The liturgy of the Word reminds us that all people seek God and the sincere search for God is a prerequisite for being able to encounter Him in our lives. The research is God’s humble condition to experience his salvation and joy that this produces in us.
The parable we hear this week is about a Pharisee and a publican. By comparing their way of praying the Gospel shows us the way every Christian should live. The two men belonged to different worlds. On the social level, the Pharisee has his own supporters and is appreciated for his conduct that appears to be irreproachable, while the publican is perceived as a friend of the Roman invaders, and therefore he is hated automatically.
In this situation, Jesus reveals to his listeners the true relationship with God: He loves us not because we are worthy or because of our good deeds but because He is a good Father and loves us immensely. When we consider ourselves small, being the last, and humbly recognizing ourselves as sinners we will allow ourselves to be “found” by God. This attitude is pleasing to Him, and allows us to be “justified” by God. God loves all people for free. For this reason his gifts, freely received, must become “service to others” and not a reason to boast.
We can start small in living the Gospel. I got an email from a friend who shared an experience from someone he knew from Nigeria. “During my university years I have committed some crimes. For one of these, I have been recently tried and convicted. Now I am serving my sentence in the state jail. We are used to getting so many groups who visit us. One in particular seemed to be different. They didn’t want us to become part of their church but they always talked about God’s love. They seemed to have no other agenda than being with us. And they were always smiling, which I found a bit annoying.
I was impressed by the way they talk about the gospel. It was not a book but something that is alive for them. They kept saying that we must all “put it into practice.”

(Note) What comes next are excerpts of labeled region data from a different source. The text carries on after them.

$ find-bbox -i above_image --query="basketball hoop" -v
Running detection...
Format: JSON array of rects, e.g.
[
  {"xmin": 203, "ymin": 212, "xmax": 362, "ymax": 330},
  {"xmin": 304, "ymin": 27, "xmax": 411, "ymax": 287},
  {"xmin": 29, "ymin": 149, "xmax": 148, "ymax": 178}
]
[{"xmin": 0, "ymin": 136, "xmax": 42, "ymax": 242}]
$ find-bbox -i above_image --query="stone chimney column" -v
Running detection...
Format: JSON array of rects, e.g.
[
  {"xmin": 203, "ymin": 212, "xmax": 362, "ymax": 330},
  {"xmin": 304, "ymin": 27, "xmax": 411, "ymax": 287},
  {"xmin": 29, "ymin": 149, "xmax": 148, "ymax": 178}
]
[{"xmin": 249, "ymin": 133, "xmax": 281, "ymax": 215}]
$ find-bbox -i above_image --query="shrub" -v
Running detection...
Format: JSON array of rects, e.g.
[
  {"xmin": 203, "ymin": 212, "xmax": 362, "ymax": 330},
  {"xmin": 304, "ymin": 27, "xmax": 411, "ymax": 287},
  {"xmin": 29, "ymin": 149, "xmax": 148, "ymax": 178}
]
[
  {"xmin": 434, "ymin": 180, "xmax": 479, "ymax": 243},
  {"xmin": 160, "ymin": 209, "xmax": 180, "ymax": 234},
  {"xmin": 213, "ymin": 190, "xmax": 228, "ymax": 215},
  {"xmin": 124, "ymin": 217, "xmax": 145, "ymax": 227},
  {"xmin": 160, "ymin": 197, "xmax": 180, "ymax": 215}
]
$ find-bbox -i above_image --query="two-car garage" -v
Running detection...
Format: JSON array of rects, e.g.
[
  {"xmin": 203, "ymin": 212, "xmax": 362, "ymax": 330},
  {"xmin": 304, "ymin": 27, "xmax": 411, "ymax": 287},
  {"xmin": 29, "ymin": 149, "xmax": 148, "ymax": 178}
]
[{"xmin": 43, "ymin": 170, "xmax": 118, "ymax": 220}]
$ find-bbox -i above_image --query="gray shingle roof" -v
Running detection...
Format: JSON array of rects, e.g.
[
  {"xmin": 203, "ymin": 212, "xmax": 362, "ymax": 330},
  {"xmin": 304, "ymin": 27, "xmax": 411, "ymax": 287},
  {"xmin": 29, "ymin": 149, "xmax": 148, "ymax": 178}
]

“Putting it into practice?” I never thought that the gospel could exist outside the churches. One of them quoted a sentence: “Love your neighbor as yourself.” “Like myself,” I repeated almost like a mantra. I hammered the thought that I – yes, I – I could love. “To love? – I said to myself -But I do not know how to do it. I’m not used to show affection, not even to my parents, my family and friends. And then “whom” I am supposed to love considering where I am living?” I looked up and in front of me there was my cellmate. Shortly after we got our meal I realized that he was hungrier than me. Had I been in his shoes, I would have liked to eat more. I shared with him my ration. Then I realized: my stomach was empty, but my heart was much fuller than before! Perhaps this means to love?”